I tried for instance
WHERE col REGEXP '\u004c'
which should find any occurences of 'L', but it doesn't.
'\x4c' fails as well.
What's the correct syntax for MySQL?
The field is of type text collation utf8_roman_ci (or similar).
(Of course, I do not want to find 'L' this way. It's just a simplified
query to get a working syntax.)
Kai
Where on
http://dev.mysql.com/doc/refman/5.1/en/regexp.html
or
http://dev.mysql.com/doc/refman/5.1/en/pattern-matching.html
or
http://dev.mysql.com/doc/refman/5.1/en/string-syntax.html
is \u or \x discussed? Outside of the case on the last one where it says
explicitly 'For example, "\x" is just "x".'
--
Revenge is an integral part of forgiving and forgetting.
-- The BOFH
> Where on
>
..
>
> is \u or \x discussed?
\u and \x is standard syntax in various regular expression
implementations. I gave it as an example of what obvious things I tried.
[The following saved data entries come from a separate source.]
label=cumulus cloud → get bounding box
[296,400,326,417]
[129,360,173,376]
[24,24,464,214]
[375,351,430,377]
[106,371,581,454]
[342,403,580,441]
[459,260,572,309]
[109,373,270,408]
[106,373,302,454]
That this is not supported is *exactly* the problem! How do I specify a
certain Unicode code point either for matching or for insertion if not
this way?
Kai
--
Conactive Internet Services, Berlin, Germany
It's an inconvenience. But at least the manual spells out exactly which
method of parsing is behind REGEXP, and details what is supported, so
there's not much point in being unhappy that something that wasn't
suggested would work does not, in fact, work.
> How do I specify a
> certain Unicode code point either for matching or for insertion if not
> this way?
There's a couple of ways that would likely work. The most
straightforward way is to simply set the connection character set
correctly, and construct the pattern using the explicit characters that
you're looking for. If you're looking for 'L', send an L. If you're
looking for a 'þ', send a þ.
Another method would be to REGEXP on a HEX(my_col), which might be
entirely reasonable for small sets of data. It's a little ... suboptimal
on large datasets because it'll force a tablescan.
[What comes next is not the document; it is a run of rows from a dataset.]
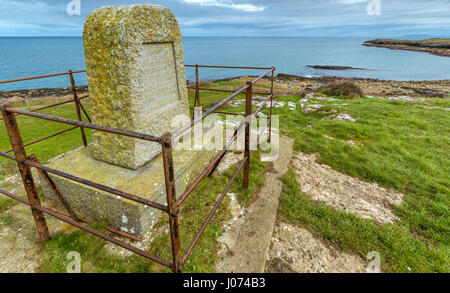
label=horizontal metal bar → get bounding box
[0,187,28,205]
[0,96,89,121]
[251,68,275,85]
[252,94,273,118]
[182,157,247,263]
[178,94,270,207]
[3,107,161,143]
[106,227,143,242]
[189,107,246,117]
[0,64,272,85]
[187,87,270,96]
[0,151,168,212]
[41,204,142,242]
[0,151,16,161]
[0,70,86,84]
[5,126,79,153]
[185,64,273,70]
[0,188,171,269]
[173,84,250,139]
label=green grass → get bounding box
[0,197,15,213]
[35,88,269,273]
[278,169,448,272]
[0,212,12,227]
[189,83,449,272]
[1,79,449,272]
[0,100,92,181]
[39,151,268,273]
[269,93,449,272]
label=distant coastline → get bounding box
[363,38,450,57]
[2,37,450,89]
[1,75,448,103]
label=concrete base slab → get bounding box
[40,144,216,237]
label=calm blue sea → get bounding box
[1,37,450,91]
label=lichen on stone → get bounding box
[83,4,189,169]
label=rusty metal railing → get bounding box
[0,64,276,273]
[0,70,91,148]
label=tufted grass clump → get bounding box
[319,81,364,99]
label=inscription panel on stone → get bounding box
[141,42,180,113]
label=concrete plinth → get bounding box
[40,145,216,237]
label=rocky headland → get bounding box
[363,38,450,57]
And while you're playing with those, remember that MySQL uses 0x
notation to express hex constants, and you might find the
CHAR(N,... [USING charset_name]) function pretty handy....
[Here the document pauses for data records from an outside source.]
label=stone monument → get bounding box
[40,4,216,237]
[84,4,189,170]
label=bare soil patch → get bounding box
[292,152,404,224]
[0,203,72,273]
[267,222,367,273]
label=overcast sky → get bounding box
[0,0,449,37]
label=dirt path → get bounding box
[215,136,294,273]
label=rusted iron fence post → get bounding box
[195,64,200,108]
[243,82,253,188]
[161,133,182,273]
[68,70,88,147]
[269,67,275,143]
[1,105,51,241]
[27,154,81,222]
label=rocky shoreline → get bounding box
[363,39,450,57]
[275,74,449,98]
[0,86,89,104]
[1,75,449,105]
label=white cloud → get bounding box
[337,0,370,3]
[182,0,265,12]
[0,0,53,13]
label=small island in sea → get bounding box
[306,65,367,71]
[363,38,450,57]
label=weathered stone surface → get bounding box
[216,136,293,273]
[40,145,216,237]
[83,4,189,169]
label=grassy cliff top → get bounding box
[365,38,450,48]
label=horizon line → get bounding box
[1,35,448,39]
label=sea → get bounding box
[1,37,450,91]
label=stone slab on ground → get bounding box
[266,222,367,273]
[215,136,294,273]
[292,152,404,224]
> And while you're playing with those, remember that MySQL uses 0x
> notation to express hex constants, and you might find the
> CHAR(N,... [USING charset_name]) function pretty handy....
Thanks for this. The solution was to use something like
UPDATE table SET fr=REPLACE(fr, ' ?',CONCAT(CHAR(0xc2a0),'?')) WHERE fr
LIKE '%?%'
and
SELECT fr FROM table WHERE fr LIKE CONCAT('%',CHAR(0xc2a0),'?','%')
I didn't test REGEXP.